I appreciate that this delay, relatively short though it is, will be a source of frustration to some of our partners, especially those who are anxious to see the enhanced protections for tenants the Act will deliver.
I share those frustrations, but I recognise that preparing new occupation contracts and ensuring that properties meet the fitness standards set out in the legislation are major undertakings, particularly for those landlords responsible for a large number of properties and tenants. I also accept that landlords from both private and public sectors, as well as letting agents and other stakeholders, would benefit from additional time to familiarise themselves with the various pieces of subordinate legislation – the final tranche of which are due to be made in July – before commencement.”
Renting Homes (Wales) Act changes
Given the statement and the delays, it is fair to say that the size and scope of the changes are large, but what are they? In summary:
- Tenancy agreements will be replaced with occupancy contracts and tenants will be called contract holders.

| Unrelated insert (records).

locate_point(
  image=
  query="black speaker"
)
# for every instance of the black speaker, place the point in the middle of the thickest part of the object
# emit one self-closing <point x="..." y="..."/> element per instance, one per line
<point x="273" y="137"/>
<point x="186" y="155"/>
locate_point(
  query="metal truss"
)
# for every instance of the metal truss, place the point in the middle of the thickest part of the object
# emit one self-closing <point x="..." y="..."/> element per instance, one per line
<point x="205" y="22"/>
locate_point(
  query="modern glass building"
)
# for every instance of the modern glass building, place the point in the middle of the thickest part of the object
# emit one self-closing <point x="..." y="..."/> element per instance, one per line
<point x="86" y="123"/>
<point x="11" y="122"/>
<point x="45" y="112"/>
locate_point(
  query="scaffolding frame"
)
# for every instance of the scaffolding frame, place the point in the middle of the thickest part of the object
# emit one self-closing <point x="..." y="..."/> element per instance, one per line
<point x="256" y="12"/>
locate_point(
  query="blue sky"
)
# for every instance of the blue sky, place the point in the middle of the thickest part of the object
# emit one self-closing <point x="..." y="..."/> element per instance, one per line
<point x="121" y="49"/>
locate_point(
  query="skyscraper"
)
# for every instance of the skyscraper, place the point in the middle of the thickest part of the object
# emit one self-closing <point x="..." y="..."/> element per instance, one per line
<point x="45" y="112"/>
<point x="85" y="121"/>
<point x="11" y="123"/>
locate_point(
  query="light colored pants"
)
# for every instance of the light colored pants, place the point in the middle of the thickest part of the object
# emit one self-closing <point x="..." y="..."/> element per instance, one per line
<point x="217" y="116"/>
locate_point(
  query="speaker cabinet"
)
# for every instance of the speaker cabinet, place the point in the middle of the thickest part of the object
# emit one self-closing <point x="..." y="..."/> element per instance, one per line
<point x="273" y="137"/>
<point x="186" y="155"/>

- All contracts must follow a similar format:
- Key matters
- Fundamental terms
- Supplementary terms
- Additional terms
- This contract will be in the form of a written statement containing all the terms of the contract and must be provided within 14 days of the contract starting
- No fault evictions must have a 6 month notice period and cannot be served in the first 6 months of the contract, effectively making the minimum term 12 months. No fault notices cannot be given unless the landlord is registered and licenced with Rent Smart and has complied with deposit protection rules
- Where the contract holder is in breach of the contract a minimum of 1 month’s notice must be given
- Landlord break clauses can only be used in contracts where there is a fixed term of 2 years or more and cannot be used within the first 18 months
- All properties must be fit for human habitation and if they are not, no rent is payable for the period during which the property is uncompliant
- There will be enhanced succession rights to the contract with a primary and reserve successor
- If the property is abandoned, a landlord will be able to repossess the property without a court order
The Renting Homes (Wales) Act 2016 is a significant piece of legislation which far reaching implications on the private rented sector in Wales. This delay to implementation is a recognition of that and aims to give landlords, their agents and tenants time to prepare to ensure they can meet the new requirements.